The amendment would also ban network penalties that prevent merchants from offering discounts to customers for using competing card networks and for paying by cash, check, or debit card. Sellers could also decline credit cards for small dollar purchases, in which interchange fees often exceed profits on the sale.

While the merchants’ signature count is an impressive total, some observers discount it. “I don’t think the people who signed it understood it,” says Aaron McPherson, practice manager for financial services at Boston-based Financial Insights. He argues that most consumers are unaware of possible consequences of interchange regulation, including the imposition of annual fees for cards or a cutback in rewards. Even if merchants passed on all the savings from lower interchange, “I doubt it would offset the loss of benefits” to consumers, he adds.

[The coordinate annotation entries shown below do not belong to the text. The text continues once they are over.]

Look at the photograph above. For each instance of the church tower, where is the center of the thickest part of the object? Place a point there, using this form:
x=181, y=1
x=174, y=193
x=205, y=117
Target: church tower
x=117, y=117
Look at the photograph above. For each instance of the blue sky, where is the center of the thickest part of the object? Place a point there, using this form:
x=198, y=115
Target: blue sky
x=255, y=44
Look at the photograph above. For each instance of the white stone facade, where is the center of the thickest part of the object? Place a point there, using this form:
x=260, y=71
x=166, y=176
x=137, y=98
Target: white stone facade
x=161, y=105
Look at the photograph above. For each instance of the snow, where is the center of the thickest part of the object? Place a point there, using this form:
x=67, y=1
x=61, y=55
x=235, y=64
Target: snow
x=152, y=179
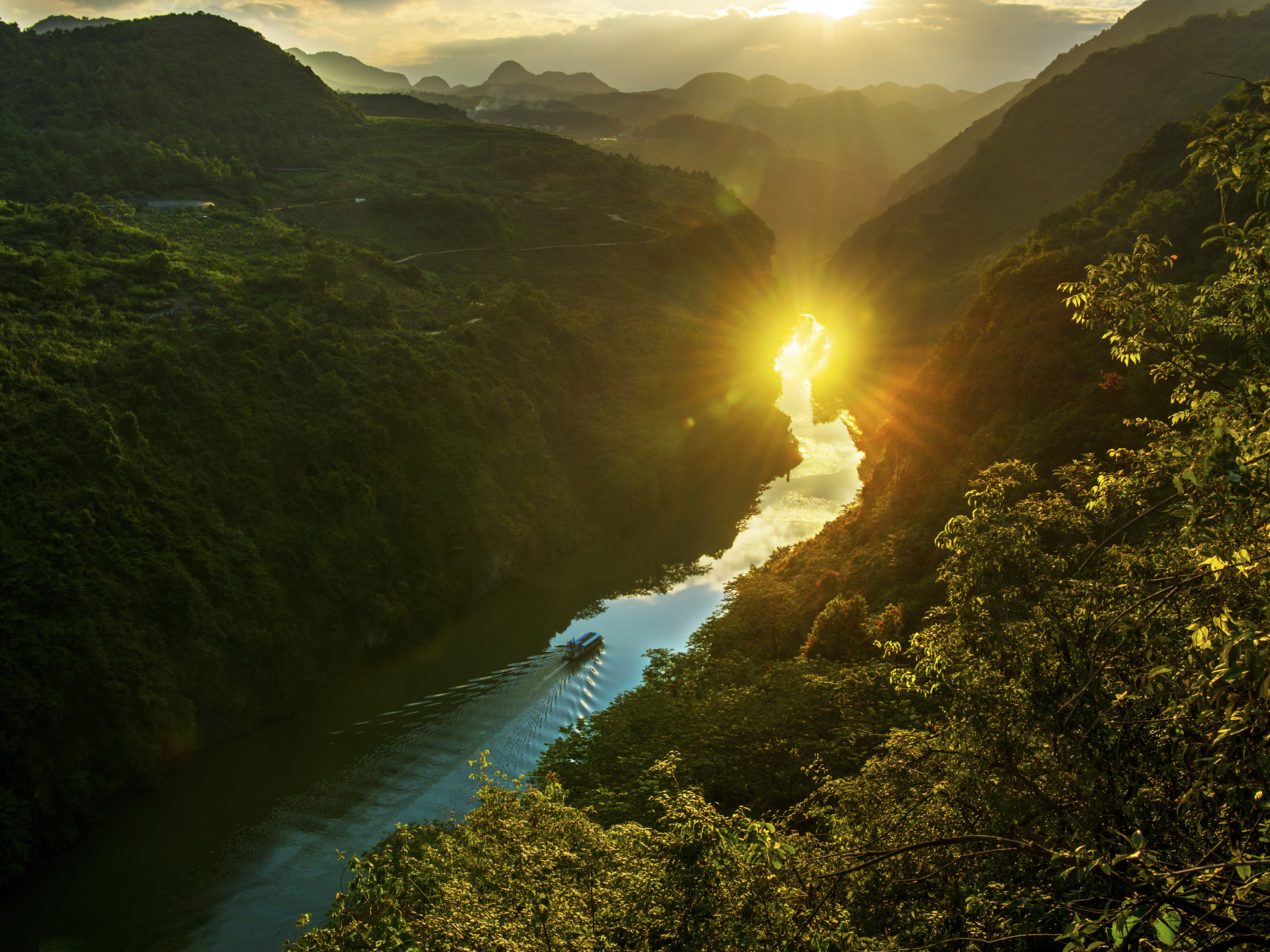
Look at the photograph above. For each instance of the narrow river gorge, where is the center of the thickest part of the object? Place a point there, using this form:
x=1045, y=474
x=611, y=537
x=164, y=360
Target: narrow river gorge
x=243, y=838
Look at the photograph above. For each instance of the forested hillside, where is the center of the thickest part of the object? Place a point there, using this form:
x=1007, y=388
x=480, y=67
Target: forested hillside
x=1145, y=20
x=1067, y=751
x=910, y=272
x=250, y=444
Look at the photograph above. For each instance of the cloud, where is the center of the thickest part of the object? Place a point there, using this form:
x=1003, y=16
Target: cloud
x=959, y=44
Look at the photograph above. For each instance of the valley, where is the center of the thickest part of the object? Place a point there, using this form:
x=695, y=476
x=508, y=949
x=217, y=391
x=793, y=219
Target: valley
x=907, y=446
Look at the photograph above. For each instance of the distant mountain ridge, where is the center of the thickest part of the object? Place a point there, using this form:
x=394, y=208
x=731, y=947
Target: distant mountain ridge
x=916, y=266
x=342, y=72
x=512, y=74
x=64, y=22
x=1137, y=25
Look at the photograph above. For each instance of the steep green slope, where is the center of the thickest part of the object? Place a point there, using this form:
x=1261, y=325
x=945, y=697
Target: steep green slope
x=714, y=93
x=244, y=447
x=846, y=129
x=1014, y=379
x=342, y=72
x=907, y=274
x=187, y=106
x=807, y=202
x=403, y=107
x=1067, y=752
x=1141, y=22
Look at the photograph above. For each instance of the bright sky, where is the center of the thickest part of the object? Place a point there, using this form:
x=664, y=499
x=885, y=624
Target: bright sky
x=645, y=45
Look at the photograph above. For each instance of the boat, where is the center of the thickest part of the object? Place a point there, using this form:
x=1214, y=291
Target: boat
x=581, y=648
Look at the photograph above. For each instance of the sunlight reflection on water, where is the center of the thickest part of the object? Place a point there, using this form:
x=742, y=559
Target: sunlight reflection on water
x=425, y=771
x=242, y=840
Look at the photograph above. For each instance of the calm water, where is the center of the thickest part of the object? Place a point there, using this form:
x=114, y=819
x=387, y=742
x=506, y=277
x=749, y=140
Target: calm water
x=242, y=840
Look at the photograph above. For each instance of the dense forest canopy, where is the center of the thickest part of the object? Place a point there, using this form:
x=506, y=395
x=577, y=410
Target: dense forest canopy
x=907, y=274
x=247, y=445
x=1069, y=750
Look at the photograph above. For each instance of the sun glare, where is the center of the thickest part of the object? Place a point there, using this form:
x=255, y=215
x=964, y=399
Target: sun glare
x=806, y=352
x=838, y=10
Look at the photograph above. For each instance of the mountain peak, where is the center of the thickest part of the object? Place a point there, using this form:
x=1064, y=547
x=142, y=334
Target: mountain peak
x=511, y=72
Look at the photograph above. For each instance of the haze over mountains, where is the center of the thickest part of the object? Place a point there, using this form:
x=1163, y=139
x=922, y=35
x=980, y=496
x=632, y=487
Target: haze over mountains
x=418, y=346
x=910, y=271
x=819, y=168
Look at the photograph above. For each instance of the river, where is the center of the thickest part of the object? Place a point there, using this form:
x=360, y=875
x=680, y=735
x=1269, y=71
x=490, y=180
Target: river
x=242, y=840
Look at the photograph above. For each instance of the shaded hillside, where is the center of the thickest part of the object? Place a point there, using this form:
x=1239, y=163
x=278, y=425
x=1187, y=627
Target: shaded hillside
x=1015, y=378
x=909, y=272
x=714, y=93
x=341, y=72
x=168, y=107
x=821, y=771
x=51, y=23
x=925, y=97
x=1141, y=22
x=807, y=202
x=551, y=116
x=633, y=109
x=403, y=106
x=511, y=81
x=846, y=129
x=246, y=449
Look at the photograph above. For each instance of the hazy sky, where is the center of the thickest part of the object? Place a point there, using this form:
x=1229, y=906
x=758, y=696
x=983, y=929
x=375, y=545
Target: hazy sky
x=645, y=45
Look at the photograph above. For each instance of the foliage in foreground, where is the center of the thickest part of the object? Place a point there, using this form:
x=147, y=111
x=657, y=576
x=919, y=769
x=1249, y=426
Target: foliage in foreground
x=1089, y=770
x=241, y=449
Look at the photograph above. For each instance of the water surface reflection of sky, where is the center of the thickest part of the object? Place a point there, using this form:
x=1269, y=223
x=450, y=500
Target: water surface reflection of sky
x=242, y=841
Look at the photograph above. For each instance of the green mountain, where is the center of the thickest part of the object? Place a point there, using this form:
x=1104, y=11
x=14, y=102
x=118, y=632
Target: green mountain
x=551, y=116
x=347, y=73
x=1141, y=22
x=248, y=445
x=926, y=97
x=162, y=109
x=403, y=106
x=431, y=84
x=633, y=109
x=716, y=93
x=807, y=202
x=846, y=129
x=511, y=81
x=64, y=22
x=910, y=271
x=832, y=766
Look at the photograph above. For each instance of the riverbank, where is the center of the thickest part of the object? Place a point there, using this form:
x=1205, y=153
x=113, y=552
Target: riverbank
x=241, y=838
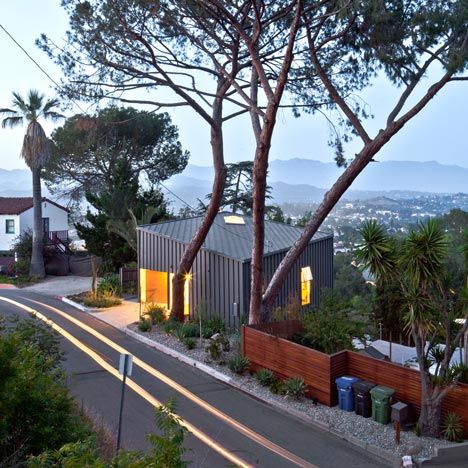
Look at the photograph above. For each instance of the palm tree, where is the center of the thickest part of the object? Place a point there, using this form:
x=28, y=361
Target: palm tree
x=430, y=308
x=36, y=152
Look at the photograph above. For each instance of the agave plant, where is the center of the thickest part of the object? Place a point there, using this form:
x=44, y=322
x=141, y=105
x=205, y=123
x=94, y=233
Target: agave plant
x=452, y=427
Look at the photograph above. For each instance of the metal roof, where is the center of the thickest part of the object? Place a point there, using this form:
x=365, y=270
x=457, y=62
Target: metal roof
x=231, y=240
x=17, y=205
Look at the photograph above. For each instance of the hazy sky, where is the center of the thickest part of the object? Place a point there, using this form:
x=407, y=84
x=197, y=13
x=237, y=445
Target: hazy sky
x=438, y=133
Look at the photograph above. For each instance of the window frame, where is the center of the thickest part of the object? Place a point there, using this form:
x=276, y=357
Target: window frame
x=10, y=226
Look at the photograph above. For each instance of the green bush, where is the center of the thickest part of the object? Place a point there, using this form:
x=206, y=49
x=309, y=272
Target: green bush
x=460, y=370
x=36, y=410
x=239, y=364
x=213, y=348
x=294, y=387
x=212, y=326
x=265, y=377
x=330, y=329
x=101, y=302
x=189, y=342
x=277, y=387
x=171, y=325
x=167, y=449
x=187, y=330
x=156, y=313
x=144, y=325
x=452, y=427
x=109, y=285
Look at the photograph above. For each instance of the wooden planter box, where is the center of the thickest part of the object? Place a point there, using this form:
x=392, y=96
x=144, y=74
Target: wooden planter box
x=268, y=346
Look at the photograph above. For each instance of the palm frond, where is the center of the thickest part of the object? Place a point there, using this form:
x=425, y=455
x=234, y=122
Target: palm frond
x=35, y=101
x=36, y=149
x=50, y=104
x=8, y=112
x=377, y=251
x=53, y=116
x=423, y=254
x=12, y=122
x=19, y=102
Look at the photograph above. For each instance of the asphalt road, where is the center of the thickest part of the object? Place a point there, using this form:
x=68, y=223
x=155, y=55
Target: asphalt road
x=99, y=391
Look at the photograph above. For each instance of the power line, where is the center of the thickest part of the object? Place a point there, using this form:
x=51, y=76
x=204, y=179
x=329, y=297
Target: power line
x=38, y=66
x=192, y=208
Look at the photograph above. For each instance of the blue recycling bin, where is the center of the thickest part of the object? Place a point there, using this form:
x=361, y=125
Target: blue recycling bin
x=345, y=392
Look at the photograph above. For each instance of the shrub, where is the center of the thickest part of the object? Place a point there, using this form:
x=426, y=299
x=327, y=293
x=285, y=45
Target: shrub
x=460, y=371
x=212, y=326
x=452, y=427
x=144, y=325
x=156, y=313
x=109, y=285
x=37, y=412
x=187, y=330
x=277, y=387
x=213, y=349
x=265, y=377
x=239, y=364
x=189, y=342
x=329, y=330
x=294, y=388
x=171, y=325
x=101, y=302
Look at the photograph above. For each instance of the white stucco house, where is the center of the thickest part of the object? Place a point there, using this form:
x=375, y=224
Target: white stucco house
x=16, y=217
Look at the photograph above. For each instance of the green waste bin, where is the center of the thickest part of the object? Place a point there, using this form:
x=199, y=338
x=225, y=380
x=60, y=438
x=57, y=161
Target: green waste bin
x=381, y=397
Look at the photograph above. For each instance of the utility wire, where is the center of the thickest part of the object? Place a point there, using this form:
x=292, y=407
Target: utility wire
x=192, y=208
x=38, y=66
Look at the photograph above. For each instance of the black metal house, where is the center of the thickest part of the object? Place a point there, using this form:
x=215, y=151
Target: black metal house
x=220, y=277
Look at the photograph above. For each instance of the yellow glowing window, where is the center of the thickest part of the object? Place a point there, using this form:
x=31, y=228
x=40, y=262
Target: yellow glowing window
x=234, y=219
x=306, y=280
x=188, y=278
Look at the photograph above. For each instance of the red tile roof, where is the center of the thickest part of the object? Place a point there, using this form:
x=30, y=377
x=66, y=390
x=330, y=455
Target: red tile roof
x=17, y=205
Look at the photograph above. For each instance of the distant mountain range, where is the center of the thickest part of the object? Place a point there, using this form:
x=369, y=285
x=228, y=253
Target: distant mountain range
x=302, y=180
x=307, y=180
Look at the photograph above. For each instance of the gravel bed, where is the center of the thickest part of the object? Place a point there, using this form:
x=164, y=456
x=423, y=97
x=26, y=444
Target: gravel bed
x=343, y=423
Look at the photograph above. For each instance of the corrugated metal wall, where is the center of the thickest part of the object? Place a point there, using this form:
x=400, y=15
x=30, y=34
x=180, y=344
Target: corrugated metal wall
x=318, y=255
x=218, y=282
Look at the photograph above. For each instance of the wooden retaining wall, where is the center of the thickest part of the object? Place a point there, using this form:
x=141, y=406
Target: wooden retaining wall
x=267, y=346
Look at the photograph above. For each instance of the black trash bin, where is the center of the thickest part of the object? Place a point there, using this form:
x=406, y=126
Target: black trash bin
x=362, y=398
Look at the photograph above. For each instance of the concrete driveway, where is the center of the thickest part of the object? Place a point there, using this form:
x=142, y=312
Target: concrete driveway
x=61, y=285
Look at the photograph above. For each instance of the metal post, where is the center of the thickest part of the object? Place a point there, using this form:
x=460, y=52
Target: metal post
x=119, y=434
x=466, y=347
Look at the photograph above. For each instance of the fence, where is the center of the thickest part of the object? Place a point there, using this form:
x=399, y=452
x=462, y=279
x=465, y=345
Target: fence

In a written statement issued after the Speedway SuperAmerica press conference, Visa Inc. said: “What makes this latest petition effort both puzzling and misleading is that all retailers have the ability to exercise numerous point-of-sale options related to accepting payments, including offering discounts for cash or PIN debit, acceptance of only cash or checks, or steering customers to other forms of payment.”

But Lyle Beckwith, senior vice president for government relations at the NACS, said at the press conference that many of these options are effectively foreclosed to merchants. “Visa and MasterCard rules make it all but impossible to discount for cash,” he said.

As for the immediate future, Beckwith said his trade group and its members have one simple goal. “We just want to be sure the Durbin amendment stays in the [final] bill,” he said. President Obama has said he expects to have a bill to sign into law by July 4.